Anglo-American mine warfare ‘jigsaw’ ensures Allies are ready in Gulf

Britain and America threw the might of all their mine warfare forces into a major exercise in the Gulf.

The Royal Navy’s entire presence in the Middle East was committed on Mine Countermeasures Exercise 18-2, designed to see how the navies of Britain and the USA can combat the 21st-Century mine threat.

Three times a year, the UK and US merge their mine warfare forces in the Gulf to create a formidable task force capable of taking on advanced mine threats.

Exercise 18-2 (no.1 was actually held late in 2017) focused on a scenario similar to one naval forces dealt with in the 1980s during the so-called ‘tanker wars’ when the Gulf was sown with mines in an attempt to disrupt free trade and the stability of the region.

The combined task group was commanded from RFA Cardigan Bay – which normally serves as a mother ship for RN minehunters – by the Commander UK Mine Counter Measure Force, Commander Ashley Spencer and his 19-strong staff.

Under their direction in addition to the four RN ships stationed in Bahrain – HMS Ledbury, Middleton, Bangor and Blyth – were two robot minehunters, one American minehunter, British and American frogmen, specialist minehunting helicopters and a team of Royal Navy medics who set themselves up in Cardigan Bay’s sick bay, using the operating theatre and intensive care unit to show how the force would cope with mass casualties.

 

Cardigan Bay is awesome, offering me the space and flexibility to host and sustain a multitude of systems in a dynamic environment

Commander Ashley Spencer, Commander UK Mine Counter Measure Force

“As mine warfare experts, we never rest on our laurels,” Cdr Spencer explained. “Expeditions need access from sea to land and that’s our business.”

Leading the way as the exercise got under way were the Americans as unmanned boats of the US Mine Hunting Unit moved through suspected minefields, sparing divers the danger.

And ahead of crewless boats, giant MH-53 Sea Stallion helicopters, dragging side-scan sonars behind them, rapidly sweeping areas ahead of the minehunters and elite dive teams move in to clear underwater devices.

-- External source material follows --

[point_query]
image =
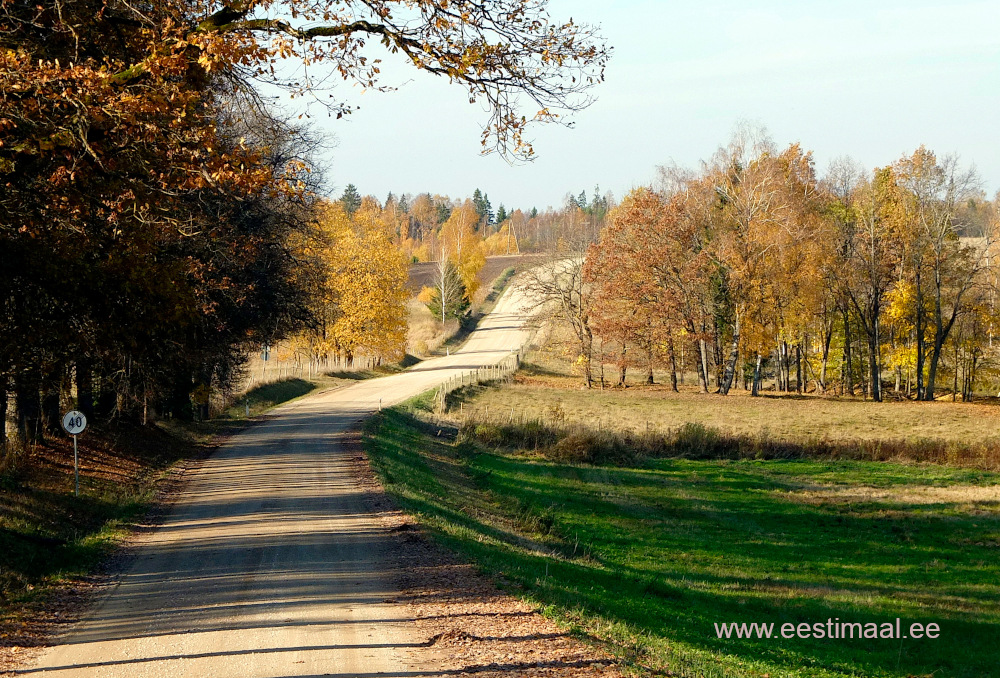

Both navies use either Seafox – a remote-controlled submersible – to identify and safely detonate a mine, or they send divers into the water to do the same, placing a small charge which is set off from a safe distance.

But not always.

“Conditions and weather weren’t with us, and the diving and mine recoveries were challenging to say the least, but we’ve been getting the job done,” said Diver David Kerrigan from HMS Ledbury.

His ship – as did the others – used Cardigan Bay to take on extra fuel and supplies, ensuring they can stay out of port and remain in the hunt for extended periods.

“Cardigan Bay is awesome, offering me the space and flexibility to host and sustain a multitude of systems in a dynamic environment,” Cdr Spencer added.

“With new technologies embarked, my staff must piece together the warfare jigsaw of ships, aircraft, boats and unmanned systems to defeat a simulated mining event in the region. We are ready.”